Major Updates in Slurm Version 17.11
Slurm version 17.11 was released in November 2017. See the RELEASE_NOTES and NEWS files included with the distribution for a more complete description of changes.
- NOTE FOR THOSE RUNNING 17.11.[0|1]: It was found a seeded MySQL auto_increment value would be lost eventually if used. This was found in the tres_table which tracks static TRES under 1001. This was fixed in MariaDB >=10.2.4, but at the time of writing this was still around in MySQL. Regardless if you are tracking licenses or GRES in the database (i.e. AccountingStorageTRES=gres/gpu) you might have this this issue. This would mean the id for gres/gpu could have been issued 5 instead of 1001. This is fine uptil 17.11 where a new static TRES was added taking up the id of 5. If you are already running 17.11 you can easily check to see if you hit this problem by running 'sacctmgr list tres'. If you see any Name for the Type 'billing' TRES (id=5) you are unfortunately hit with the bug. The fix for this issue requires manual intervention with the database. Most likely if you started a slurmctld up against the slurmdbd the overwritten TRES is now at a different id. You can fix the double issue by altering all the tables with the new TRES id back to 5, remove that entry in the tres_table, and then change the Type of billing back to the original Type and restart the slurmdbd which should finish the conversion. SchedMD can assist with this. Supported sites please open a ticket at https://bugs.schedmd.com/. Non-supported sites please contact SchedMD at email@example.com if you would like to discuss commercial support options.

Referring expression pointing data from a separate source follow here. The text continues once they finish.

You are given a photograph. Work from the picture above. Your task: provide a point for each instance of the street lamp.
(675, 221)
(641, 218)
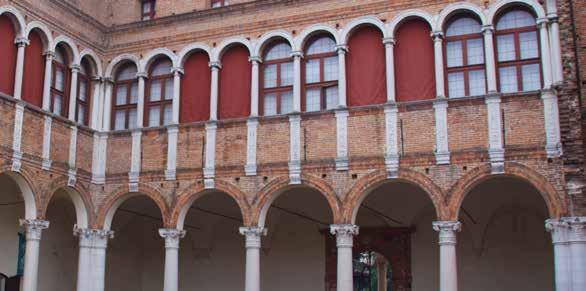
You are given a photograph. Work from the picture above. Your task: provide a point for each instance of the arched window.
(83, 93)
(518, 57)
(321, 74)
(126, 98)
(277, 80)
(59, 91)
(464, 47)
(158, 101)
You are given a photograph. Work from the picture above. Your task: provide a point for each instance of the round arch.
(196, 191)
(226, 44)
(280, 185)
(409, 14)
(360, 22)
(456, 8)
(80, 198)
(186, 52)
(555, 205)
(109, 208)
(268, 37)
(372, 181)
(307, 33)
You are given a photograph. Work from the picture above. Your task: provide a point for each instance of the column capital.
(253, 235)
(344, 234)
(34, 228)
(447, 231)
(172, 237)
(215, 65)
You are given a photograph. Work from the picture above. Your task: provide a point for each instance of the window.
(125, 97)
(517, 46)
(321, 75)
(219, 3)
(147, 9)
(159, 100)
(59, 98)
(83, 96)
(464, 47)
(277, 80)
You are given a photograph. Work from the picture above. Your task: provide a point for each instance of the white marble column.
(214, 90)
(73, 92)
(488, 31)
(21, 43)
(390, 67)
(577, 244)
(49, 56)
(253, 237)
(561, 252)
(439, 63)
(342, 50)
(172, 239)
(297, 55)
(344, 241)
(33, 230)
(254, 83)
(448, 261)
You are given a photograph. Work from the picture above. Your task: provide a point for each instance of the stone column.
(577, 245)
(344, 241)
(342, 50)
(561, 252)
(21, 43)
(33, 230)
(448, 262)
(488, 31)
(297, 55)
(390, 67)
(254, 91)
(49, 56)
(439, 63)
(215, 67)
(253, 242)
(172, 238)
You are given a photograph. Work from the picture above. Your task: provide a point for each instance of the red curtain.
(234, 100)
(366, 67)
(195, 89)
(8, 53)
(414, 62)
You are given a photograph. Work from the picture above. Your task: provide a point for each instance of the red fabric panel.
(195, 89)
(8, 53)
(234, 100)
(414, 62)
(366, 68)
(34, 70)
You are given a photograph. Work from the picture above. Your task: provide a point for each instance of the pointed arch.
(280, 185)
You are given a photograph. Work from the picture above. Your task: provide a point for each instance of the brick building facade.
(444, 114)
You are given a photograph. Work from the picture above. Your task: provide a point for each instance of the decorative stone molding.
(447, 231)
(251, 140)
(344, 234)
(253, 235)
(172, 237)
(341, 139)
(34, 228)
(295, 149)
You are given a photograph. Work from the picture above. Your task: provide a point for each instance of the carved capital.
(344, 234)
(447, 231)
(34, 228)
(253, 235)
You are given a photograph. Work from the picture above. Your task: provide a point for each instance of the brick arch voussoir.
(197, 190)
(281, 184)
(122, 192)
(368, 183)
(556, 205)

- NOTE: The slurm.spec file used to build RPM packages has been aggressively refactored, and some package names may now be different. Notably, the three daemons (slurmctld, slurmd/slurmstepd, slurmdbd) each have their own separate package with the binary and the appropriate systemd service file, which will be installed automatically (but not enabled). The slurm-plugins, slurm-munge, and slurm-lua package has been removed, and the contents moved in to the main slurm package. The slurm-sql package has been removed, and merged in with the slurm (job_comp_mysql.so) and slurm-slurmdbd (accounting_storage_mysql) packages. The example configuration files have been moved to slurm-example-configs.

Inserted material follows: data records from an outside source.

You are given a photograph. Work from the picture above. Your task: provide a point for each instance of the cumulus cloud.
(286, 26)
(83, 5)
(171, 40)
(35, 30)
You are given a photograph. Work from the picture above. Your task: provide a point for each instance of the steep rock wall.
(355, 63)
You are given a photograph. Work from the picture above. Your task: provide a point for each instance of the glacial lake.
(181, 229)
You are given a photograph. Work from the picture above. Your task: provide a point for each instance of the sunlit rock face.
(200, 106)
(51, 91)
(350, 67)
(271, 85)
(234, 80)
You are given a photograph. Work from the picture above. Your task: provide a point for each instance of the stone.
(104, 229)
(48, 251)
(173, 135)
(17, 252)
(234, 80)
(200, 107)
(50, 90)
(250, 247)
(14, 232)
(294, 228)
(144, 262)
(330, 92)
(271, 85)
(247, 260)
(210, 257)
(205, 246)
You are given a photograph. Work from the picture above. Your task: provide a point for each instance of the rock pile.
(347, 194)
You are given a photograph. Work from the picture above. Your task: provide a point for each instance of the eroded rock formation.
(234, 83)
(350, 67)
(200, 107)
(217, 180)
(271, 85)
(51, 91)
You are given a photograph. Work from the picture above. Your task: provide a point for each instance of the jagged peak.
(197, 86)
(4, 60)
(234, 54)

- NOTE: The refactored slurm.spec file now requires systemd to build. When building on older distributions, you must use the older variant which has been preserved as contribs/slurm.spec-legacy.

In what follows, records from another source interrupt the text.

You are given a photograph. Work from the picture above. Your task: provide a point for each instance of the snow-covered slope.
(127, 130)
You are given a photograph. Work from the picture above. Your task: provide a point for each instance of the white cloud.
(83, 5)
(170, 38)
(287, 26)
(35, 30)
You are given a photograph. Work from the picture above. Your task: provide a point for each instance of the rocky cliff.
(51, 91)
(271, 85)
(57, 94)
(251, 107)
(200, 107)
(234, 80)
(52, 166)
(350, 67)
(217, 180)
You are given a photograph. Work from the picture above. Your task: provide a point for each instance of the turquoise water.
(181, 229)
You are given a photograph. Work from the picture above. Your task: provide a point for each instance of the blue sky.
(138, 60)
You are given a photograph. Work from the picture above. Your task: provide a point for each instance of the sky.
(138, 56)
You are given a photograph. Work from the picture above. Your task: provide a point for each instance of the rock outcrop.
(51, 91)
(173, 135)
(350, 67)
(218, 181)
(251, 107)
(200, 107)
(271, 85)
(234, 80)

- NOTE: The slurmctld is now set to fatal if there are any problems with any state files. To avoid this use the new '-i' flag.
NOTE: systemd services files are installed automatically, but not
enabled. You will need to manually enable them on the appropriate systems:
- Controller: systemctl enable slurmctld
- Database: systemctl enable slurmdbd
- Compute Nodes: systemctl enable slurmd
- NOTE: If you are not using Munge, but are using the "service" scripts to start Slurm daemons, then you will need to remove this check from the etc/slurm*service scripts.
- NOTE: If you are upgrading with any jobs from 14.03 or earlier (i.e. quick upgrade from 14.03 -> 15.08 -> 17.02) you will need to wait until after those jobs are gone before you upgrade to 17.02 or 17.11.
- NOTE: If you interact with any memory values in a job_submit plugin, you will need to test against NO_VAL64 instead of NO_VAL, and change your printf format as well.
- NOTE: The SLURM_ID_HASH used for Cray systems has changed to fully use the entire 64 bits of the hash. Previously the stepid was multiplied by 10,000,000,000 to make it easy to read both the jobid as well as the stepid in the hash separated by at least a couple of zeros, but this lead to overflow on the hash with steps like the batch and extern step where they used all 32 bits to represent the step. While the new method ruins the easy readability it fixes the more important overflow issue. This most likely will go unnoticed by most, just a note of the change.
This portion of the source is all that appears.